Saturday, April 05, 2008

For Love

Titus 3 tells us:

Remind them to be submissive to rulers and authorities, to be obedient, to be ready for every good work, to speak evil of no one, to avoid quarreling, to be gentle, and to show perfect courtesy toward all people. (Titus 3:1-2)

There are so many passages like this in the New Testament, passages that draw a particular picture of the Christian. I admit that it is a picture I don't live up to. I also admit that many American churches don't teach this particular picture of the Christian.

One of the beautiful things about this passage is how, after drawing the picture of the Christian here - the submissive, obedient, ready for every good work, speaking evil of no one, non-quarreling, gentle and perfectly courteous Christian - Paul goes on to tell us why he asks us to be this way:

For we ourselves were once foolish, disobedient, led astray, slaves to various passions and pleasures, passing our days in malice and envy, hated by others and hating one another. (Titus 3:3)

We are asked to be this way because of what we once were - foolish, disobedient, led astray, slaves to passions and pleasures, passing our days in malice and envy, and hating others and being hated by others. (This convicts me! Too often I'm still like this. God help me!)

And Paul pushes the point further still:

But when the goodness and loving kindness of God our Savior appeared, he saved us, not because of works done by us in righteousness, but according to his own mercy, by the washing of regeneration and renewal of the Holy Spirit, whom he poured out on us richly through Jesus Christ our Savior, so that being justified by his grace we might become heirs according to the hope of eternal life. (Titus 3:4-7)

We were saved when we were foolish, disobedient, led astray, slaves to passions and pleasures, passing our days in malice and envy, and hating others and being hated by others.
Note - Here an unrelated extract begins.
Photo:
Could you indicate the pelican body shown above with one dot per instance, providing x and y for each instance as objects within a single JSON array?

We were not saved when we were submissive, obedient, ready for every good work, speaking evil of no one, non-quarreling, gentle and perfectly courteous people.
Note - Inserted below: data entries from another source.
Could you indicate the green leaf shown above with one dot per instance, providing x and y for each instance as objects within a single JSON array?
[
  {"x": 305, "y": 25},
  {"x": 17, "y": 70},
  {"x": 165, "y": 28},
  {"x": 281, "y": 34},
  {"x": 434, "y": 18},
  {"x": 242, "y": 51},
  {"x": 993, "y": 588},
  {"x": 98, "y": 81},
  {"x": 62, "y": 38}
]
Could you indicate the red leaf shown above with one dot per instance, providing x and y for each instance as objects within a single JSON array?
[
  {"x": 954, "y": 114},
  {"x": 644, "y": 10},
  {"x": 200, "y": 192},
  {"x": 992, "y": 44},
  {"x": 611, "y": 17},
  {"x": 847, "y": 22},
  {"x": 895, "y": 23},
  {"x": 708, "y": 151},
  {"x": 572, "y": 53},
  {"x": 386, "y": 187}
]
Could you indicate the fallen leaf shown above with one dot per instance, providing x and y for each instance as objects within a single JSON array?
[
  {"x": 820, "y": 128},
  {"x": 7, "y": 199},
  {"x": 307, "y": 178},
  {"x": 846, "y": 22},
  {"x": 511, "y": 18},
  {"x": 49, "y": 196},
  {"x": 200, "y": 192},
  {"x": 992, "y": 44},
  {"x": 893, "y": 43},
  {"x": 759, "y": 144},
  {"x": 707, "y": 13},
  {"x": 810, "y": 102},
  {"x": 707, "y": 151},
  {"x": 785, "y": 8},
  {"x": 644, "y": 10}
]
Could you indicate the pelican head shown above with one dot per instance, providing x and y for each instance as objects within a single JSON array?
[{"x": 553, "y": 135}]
It is encouraging to me that Paul tells Titus to "remind them" to be the right way. (Am I fooling myself to assume that this means that they, too, had not discovered how to really live this way yet?) When Jesus came to save us we were not living the way that Paul tells Titus to "remind them" to be. We are saved apart from living the right way and yet Paul encourages us to become what we should be. This encouragement does not come from the threat of punishment but rather from the thought that God saved us while we were "dead in our trespasses" (Ephesians 2:5). The fleshly part of me responds, "Why be good if I was saved when I was evil?" But the motivation here is love, not fear. I love the Lord who saved me and so I want to please him. He is pleased if I do the acts of a servant, if I become a submissive, obedient, ready for every good work, speaking evil of no one, non-quarreling, gentle and perfectly courteous Christian and so this is what I strive to become.